Caesar’s English Lesson 12

Word Definition vulgar common traverse to cross undulate to wave vivid bright pallor paleness

Vulgar - common Our adjective vulgar is what survives of the ancient Latin word vulgus, mob. When we say something is vulgar, we are saying it is common, lacking in good taste or refinement. In Kenneth Grahame’s The Wind in the Willows there are vulgar songs. In Mark Twain’s Tom Sawyer someone “called Tom a bad, vicious, vulgar child.”

Traverse – to cross The English verb traverse comes from the Latin transversus, meaning to turn across. Sylvia Plath wrote a beautiful, haunting sentence about how “Every so often a beam of light appeared out of thin air, traversed the wall like a ghostly, exploratory finger, and slid off into nothing again.” Sir Walter Scott used traverse in Ivanhoe to describe a vivid sound: “The heavy yet hasty step of the men-at-arms traversed the battlements.”

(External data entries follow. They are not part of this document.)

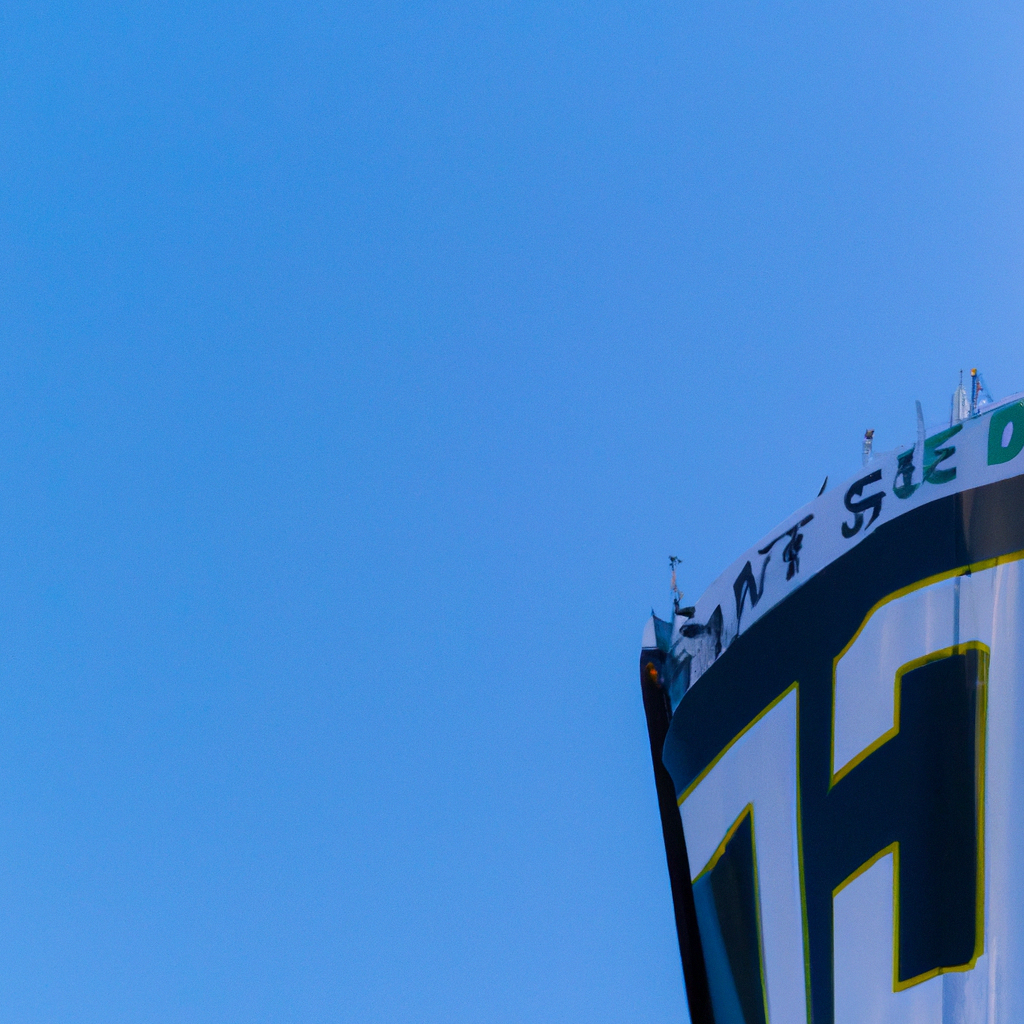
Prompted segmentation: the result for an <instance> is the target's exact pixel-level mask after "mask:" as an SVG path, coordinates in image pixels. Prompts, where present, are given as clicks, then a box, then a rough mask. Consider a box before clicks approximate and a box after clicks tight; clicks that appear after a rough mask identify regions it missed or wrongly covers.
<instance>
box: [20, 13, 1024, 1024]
mask: <svg viewBox="0 0 1024 1024" xmlns="http://www.w3.org/2000/svg"><path fill="white" fill-rule="evenodd" d="M2 26H3V31H2V34H0V39H2V43H0V59H2V67H3V74H2V76H0V91H2V103H0V174H2V181H3V188H2V191H0V260H2V272H0V313H2V318H0V324H2V331H3V355H2V358H0V394H2V399H3V400H2V401H0V480H2V488H0V496H2V497H0V501H2V510H3V524H4V528H3V531H2V536H0V580H2V586H0V680H2V687H0V711H2V713H0V991H2V992H3V998H2V1008H0V1020H3V1021H4V1022H12V1024H13V1022H30V1021H31V1022H33V1024H40V1022H48V1021H53V1022H57V1021H59V1022H61V1024H66V1022H69V1021H74V1022H93V1021H96V1022H99V1021H102V1022H104V1024H111V1022H117V1021H126V1022H128V1021H130V1022H133V1024H135V1022H165V1021H166V1022H172V1021H173V1022H180V1021H189V1022H202V1024H206V1022H211V1024H212V1022H225V1024H227V1022H232V1024H233V1022H239V1021H245V1022H260V1021H267V1022H271V1021H272V1022H275V1024H278V1022H288V1021H303V1022H305V1021H309V1022H321V1021H357V1022H378V1021H379V1022H387V1024H403V1022H411V1024H412V1022H416V1024H429V1022H444V1024H453V1022H455V1024H458V1022H467V1024H469V1022H472V1024H481V1022H488V1024H489V1022H496V1024H497V1022H522V1021H530V1022H531V1024H534V1022H538V1024H539V1022H549V1021H550V1022H562V1021H565V1022H575V1021H588V1022H589V1024H598V1022H615V1024H627V1022H633V1021H635V1022H645V1024H649V1022H659V1021H665V1022H675V1021H680V1020H684V1019H685V1009H684V1001H683V992H682V983H681V976H680V969H679V964H678V954H677V950H676V946H675V936H674V932H673V923H672V910H671V902H670V896H669V888H668V879H667V873H666V870H665V866H664V857H663V853H662V848H660V836H659V831H658V823H657V814H656V806H655V802H654V793H653V784H652V779H651V774H650V765H649V759H648V755H647V751H646V746H645V744H646V735H645V729H644V724H643V718H642V712H641V707H640V701H639V693H638V681H637V658H638V648H639V642H640V635H641V630H642V626H643V622H644V620H645V617H646V615H647V613H648V612H649V609H650V607H651V605H652V604H653V605H654V606H655V607H656V608H658V609H659V610H662V611H663V612H664V611H666V610H667V609H668V607H669V599H668V582H669V581H668V564H667V562H668V556H669V555H670V554H676V555H679V556H681V557H682V558H683V567H682V570H681V577H680V583H681V586H682V587H683V589H684V590H685V591H686V593H687V596H689V597H696V596H697V594H699V592H700V591H701V590H702V589H703V587H706V586H707V585H708V584H709V583H710V582H711V581H712V580H713V579H714V578H715V577H716V575H717V574H718V572H719V571H720V570H721V569H723V568H724V567H725V566H726V565H727V564H728V562H729V561H731V559H732V558H733V557H735V556H736V555H737V554H738V553H739V552H740V551H741V550H742V549H744V548H745V547H746V546H748V545H750V544H751V543H753V542H754V541H755V540H757V539H758V538H759V537H760V536H761V535H763V534H764V532H765V531H766V530H768V529H769V528H771V526H773V525H774V524H775V523H776V522H777V521H778V520H779V519H781V518H782V517H783V516H784V515H786V514H787V513H788V512H791V511H792V510H793V509H795V508H797V507H798V506H800V505H802V504H803V503H804V502H805V501H807V500H809V499H810V498H812V497H813V496H814V495H815V494H816V493H817V490H818V487H819V485H820V483H821V480H822V478H823V477H824V476H825V474H826V473H827V474H830V475H831V478H833V480H834V481H835V480H838V479H841V478H842V477H843V476H845V475H847V474H848V473H850V472H853V471H854V470H855V469H856V467H857V466H858V465H859V444H860V436H861V434H862V432H863V430H864V428H865V427H868V426H870V427H873V428H876V430H877V435H876V441H877V446H878V447H880V449H887V447H891V446H893V445H895V444H896V443H898V442H900V441H901V440H904V439H907V438H910V439H912V438H913V436H914V413H913V400H914V399H915V398H920V399H921V400H922V401H923V403H924V407H925V412H926V418H928V419H929V421H932V420H934V419H939V418H941V417H942V416H943V415H944V414H945V412H946V410H947V409H948V400H949V394H950V392H951V390H952V388H953V386H954V385H955V383H956V374H957V372H958V371H959V370H961V369H962V368H964V369H968V370H969V369H970V367H971V366H979V367H981V368H982V370H983V372H984V374H985V377H986V380H987V382H988V385H989V387H990V388H991V390H992V392H993V393H994V394H995V395H996V396H999V395H1001V394H1006V393H1008V392H1011V391H1016V390H1020V389H1022V388H1024V347H1022V345H1021V342H1020V339H1021V336H1022V330H1024V275H1022V270H1024V230H1022V228H1024V198H1022V197H1024V193H1022V190H1021V187H1020V182H1021V180H1022V177H1024V134H1022V132H1021V123H1022V121H1021V111H1022V100H1024V60H1022V59H1021V57H1022V54H1024V15H1022V14H1021V12H1020V10H1019V9H1017V8H1016V7H1015V6H1014V5H1011V4H989V5H982V6H978V5H974V6H967V5H956V4H950V3H940V4H935V3H928V4H926V3H921V2H912V3H908V4H901V5H897V7H893V5H891V4H882V3H868V4H848V3H847V4H838V5H830V6H828V8H827V9H822V7H821V5H819V4H809V3H787V4H782V5H778V4H775V5H768V4H732V5H728V4H718V5H715V4H712V5H708V4H694V3H683V4H656V3H654V4H641V5H631V6H628V5H621V4H615V3H605V2H597V3H594V4H591V5H579V4H577V5H569V4H552V3H543V4H542V3H536V2H525V3H522V2H520V3H516V4H510V3H506V4H501V3H493V4H483V3H461V2H456V3H443V4H442V3H436V2H419V0H408V2H406V3H402V4H393V5H382V4H379V3H377V4H370V3H365V2H361V0H356V2H354V3H349V4H323V3H308V2H302V0H299V2H293V3H289V4H285V3H280V4H270V3H252V4H248V5H246V4H239V3H236V4H212V5H210V4H208V5H185V4H180V3H163V4H159V3H158V4H109V3H103V2H101V0H100V2H93V3H89V4H84V3H74V2H72V3H63V4H50V5H45V4H41V5H35V6H33V7H31V8H23V9H10V10H7V11H6V12H5V13H4V15H3V20H2Z"/></svg>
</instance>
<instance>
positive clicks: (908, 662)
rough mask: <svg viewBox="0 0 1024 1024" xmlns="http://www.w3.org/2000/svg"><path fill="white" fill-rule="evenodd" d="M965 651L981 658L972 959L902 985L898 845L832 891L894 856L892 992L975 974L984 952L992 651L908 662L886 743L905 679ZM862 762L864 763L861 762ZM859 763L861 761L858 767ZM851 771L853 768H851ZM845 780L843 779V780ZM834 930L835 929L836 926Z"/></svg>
mask: <svg viewBox="0 0 1024 1024" xmlns="http://www.w3.org/2000/svg"><path fill="white" fill-rule="evenodd" d="M964 650H977V651H978V652H979V653H980V654H981V655H982V656H981V657H979V658H978V701H977V706H976V708H975V752H976V753H975V815H976V820H975V828H976V834H977V837H978V850H977V865H976V868H975V869H976V871H977V878H976V882H975V928H974V951H973V953H972V955H971V959H970V961H968V962H967V964H958V965H956V966H954V967H936V968H932V970H931V971H926V972H925V973H924V974H920V975H914V977H912V978H907V979H906V980H905V981H901V980H900V977H899V931H900V921H899V919H900V913H899V907H900V897H899V842H898V841H897V842H895V843H890V844H889V846H887V847H885V848H884V849H882V850H880V851H879V852H878V853H876V854H874V855H873V856H872V857H870V858H868V859H867V860H865V861H864V863H863V864H861V865H860V866H859V867H858V868H857V869H856V870H855V871H853V872H852V873H851V874H849V876H848V877H847V878H845V879H844V880H843V881H842V882H841V883H840V884H839V885H838V886H837V887H836V888H835V889H834V890H833V902H834V903H835V900H836V897H837V896H838V895H839V893H840V892H842V890H843V889H845V888H846V887H847V886H848V885H850V883H851V882H853V881H855V880H856V879H858V878H860V876H861V874H863V873H864V872H865V871H866V870H868V868H870V867H872V866H873V865H874V864H877V863H878V862H879V860H881V859H882V858H883V857H885V856H887V855H888V854H889V853H892V854H893V946H892V948H893V991H894V992H902V991H905V990H906V989H908V988H912V987H913V986H914V985H920V984H921V983H922V982H923V981H929V980H930V979H932V978H937V977H938V976H939V975H940V974H952V973H954V972H958V971H972V970H974V968H975V966H976V965H977V963H978V957H979V956H981V954H982V953H983V952H984V949H985V760H986V758H985V755H986V741H987V723H988V663H989V658H990V656H991V651H990V650H989V648H988V647H987V646H986V645H985V644H983V643H981V642H980V641H978V640H972V641H970V642H969V643H966V644H956V645H955V646H953V647H946V648H944V649H943V650H941V651H936V652H934V653H932V654H926V655H925V656H924V657H920V658H916V659H915V660H913V662H908V663H907V664H906V665H905V666H902V667H901V668H900V670H899V671H898V672H897V674H896V685H897V691H896V692H897V703H896V708H897V720H896V729H895V731H893V730H890V732H891V735H890V734H887V735H886V736H885V739H891V738H892V735H895V734H896V732H898V731H899V718H898V712H899V687H900V686H901V683H902V678H903V675H904V674H905V673H907V672H910V671H912V670H913V669H915V668H921V667H922V666H923V665H928V664H929V663H931V662H937V660H941V659H942V658H944V657H949V656H951V655H952V654H957V653H959V652H961V651H964ZM885 739H882V738H881V737H880V740H881V741H880V742H878V743H877V744H871V746H872V750H878V748H879V746H881V745H882V742H884V741H885ZM861 760H862V759H861ZM859 763H860V762H859V761H858V764H859ZM851 767H852V766H851ZM840 777H842V776H840ZM834 927H835V926H834Z"/></svg>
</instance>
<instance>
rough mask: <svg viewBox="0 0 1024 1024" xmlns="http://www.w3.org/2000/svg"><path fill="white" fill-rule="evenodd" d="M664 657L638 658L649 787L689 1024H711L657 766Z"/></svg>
mask: <svg viewBox="0 0 1024 1024" xmlns="http://www.w3.org/2000/svg"><path fill="white" fill-rule="evenodd" d="M665 660H666V655H665V652H664V651H660V650H653V649H648V650H644V651H643V652H642V653H641V655H640V689H641V691H642V693H643V708H644V712H645V713H646V715H647V734H648V736H649V737H650V759H651V762H652V763H653V766H654V784H655V786H656V788H657V807H658V811H659V812H660V815H662V835H663V837H664V838H665V855H666V859H667V860H668V862H669V881H670V883H671V885H672V903H673V906H674V908H675V911H676V933H677V934H678V936H679V955H680V956H681V957H682V961H683V979H684V980H685V982H686V998H687V1001H688V1004H689V1008H690V1020H691V1021H692V1024H715V1016H714V1014H713V1012H712V1006H711V990H710V989H709V987H708V972H707V969H706V967H705V958H703V950H702V949H701V946H700V934H699V932H698V931H697V914H696V908H695V906H694V904H693V888H692V886H691V885H690V862H689V858H688V857H687V856H686V839H685V837H684V836H683V821H682V818H681V817H680V814H679V806H678V804H677V803H676V786H675V783H674V782H673V781H672V776H671V775H670V774H669V772H668V769H667V768H666V767H665V765H664V764H663V763H662V748H663V746H664V745H665V737H666V735H667V734H668V732H669V723H670V722H671V721H672V706H671V705H670V702H669V694H668V692H667V691H666V690H665V688H664V687H663V685H662V678H663V674H664V670H665Z"/></svg>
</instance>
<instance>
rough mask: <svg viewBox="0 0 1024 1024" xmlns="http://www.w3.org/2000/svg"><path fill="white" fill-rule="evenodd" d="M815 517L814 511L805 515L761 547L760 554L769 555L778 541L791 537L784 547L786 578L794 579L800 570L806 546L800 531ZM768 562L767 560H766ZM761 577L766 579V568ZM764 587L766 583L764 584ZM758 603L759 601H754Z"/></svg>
mask: <svg viewBox="0 0 1024 1024" xmlns="http://www.w3.org/2000/svg"><path fill="white" fill-rule="evenodd" d="M813 518H814V513H813V512H812V513H811V514H810V515H809V516H805V517H804V518H803V519H801V520H800V522H798V523H797V525H796V526H791V527H790V529H787V530H784V531H783V532H781V534H779V535H778V537H776V538H775V540H774V541H772V542H771V543H769V544H768V545H767V546H766V547H764V548H761V550H760V551H758V554H759V555H767V554H768V552H769V551H771V549H772V548H773V547H774V546H775V544H776V543H777V542H778V541H781V540H782V538H783V537H787V538H790V541H788V543H787V544H786V545H785V547H784V548H783V549H782V561H783V562H785V564H786V566H787V568H786V570H785V578H786V580H792V579H793V578H794V577H795V575H796V574H797V573H798V572H799V571H800V551H801V549H802V548H803V546H804V535H803V534H801V532H800V530H801V528H802V527H803V526H806V525H807V524H808V523H809V522H810V521H811V520H812V519H813ZM766 564H767V561H766ZM761 578H762V580H764V570H763V568H762V572H761ZM762 589H764V585H763V584H762ZM754 603H757V602H754Z"/></svg>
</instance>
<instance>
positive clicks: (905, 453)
mask: <svg viewBox="0 0 1024 1024" xmlns="http://www.w3.org/2000/svg"><path fill="white" fill-rule="evenodd" d="M915 468H916V467H915V466H914V465H913V449H908V450H907V451H906V452H904V453H903V454H902V455H900V456H897V458H896V478H895V479H894V480H893V494H894V495H895V496H896V497H897V498H901V499H906V498H909V497H910V496H911V495H912V494H913V493H914V492H915V490H916V489H918V487H920V486H921V484H920V483H914V482H913V471H914V469H915ZM899 480H902V482H897V481H899Z"/></svg>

Undulate – to wave To the Romans, an undula was a small wave. Two thousand years later, we still say that something that waves undulates. Undulate (verb) and its noun form, undulation, can describe anything that moves in a wave-form, but it can also describe something that intensifies and that abates

Vivid- bright Our adjective vivid is a distant echo of the Latin vivere, to live. Something that is vivid is bright, colorful, lifelike. Vivid things make strong impressions on us. In H.G. Wells’s The War of the Worlds, about a Martian invasion of the Earth, there is “a vivid red glare.” Wells used the word repeatedly, describing a “vivid sense of danger,” “puffs of vivid green vapor.” “a vivid account of the Heat-Ray,” and “a vivid blood-red tint.”

Pallor- paleness The English noun pallor comes from the Latin pallere, to be pale. Pallor is a noun; its adjective form is pallid. The most frequent use of pallor is to describe the gray face of someone who is sick, weak, or afraid. Joseph Conrad wrote of “the even olive pallor of her complexion.” In Jane Eyre, Charlotte Bronte wrote the “Mr Rochester’s extreme pallor had disappeared.”